Diversamente dai modelli della razionalità limitata (conseguenza e appropriatezza), caratterizzati da incertezza, il modello garbage can è contraddistinto da ambiguità e confusione che, in quanto tali, non possono essere ridotte attraverso l’aumento delle informazioni e delle conoscenze disponibili.
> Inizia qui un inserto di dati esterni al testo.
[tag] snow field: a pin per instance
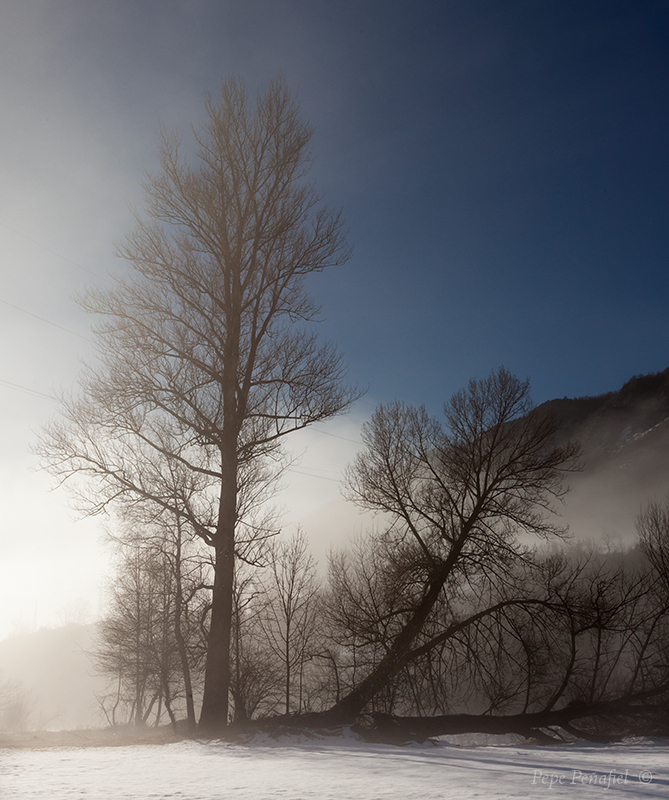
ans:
(324, 770)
Ciò determina alcune conseguenze importanti:
1. gli attori non possono guidare razionalmente il processo decisionale, dato che gli scopi e le preferenze non possono essere definiti prima e indipendentemente dal processo stesso, ma prendono forma soltanto durante il corso dell’azione nella quale essi si sviluppano (il processo fornisce la base sulla quale gli attori recitano la propria parte);
2. le attività e i compiti sono necessariamente ambigui e indeterminati;
3. le procedure e i modi di andare avanti sono fra loro mutuabili ed equivoci;
4. i partecipanti e gli attori impegnati nel processo entrano ed escono dalla scena in relazione al livello d’interesse che li lega ai problemi, cosicché anche la partecipazione risulta essere fluida e incostante.
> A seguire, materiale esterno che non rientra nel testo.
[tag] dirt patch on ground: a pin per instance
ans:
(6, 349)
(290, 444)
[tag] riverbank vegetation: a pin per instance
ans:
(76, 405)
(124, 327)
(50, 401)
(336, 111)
Il fatto che non si tratti di un processo lineare fa sì che nella realtà anche queste variabili, più che essere collegate da un ordine di sequenza – si parte da una criticità per arrivare, attraverso la definizione di una specifica procedura da parte degli attori coinvolti nel processo decisionale, a scoprire una soluzione pertinente – si incontrino con una modalità che assomiglia molto a quella del cestino nel quale si trovano ad essere mescolate specie diverse di rifiuti prive di legami tra di loro.
Nella vita vera abbiamo a che fare insomma ogni volta con un numero ragguardevole di variabili (soluzioni potenziali, problemi latenti, attori rituali, opportunità ecc.), che seguono il proprio corso in maniera indipendente fino a quando non intervengono fattori contingenti e temporali che favoriscono il loro incontro in un ordine di sequenza non necessariamente lineare e che rappresentano i criteri che regolano le scelte.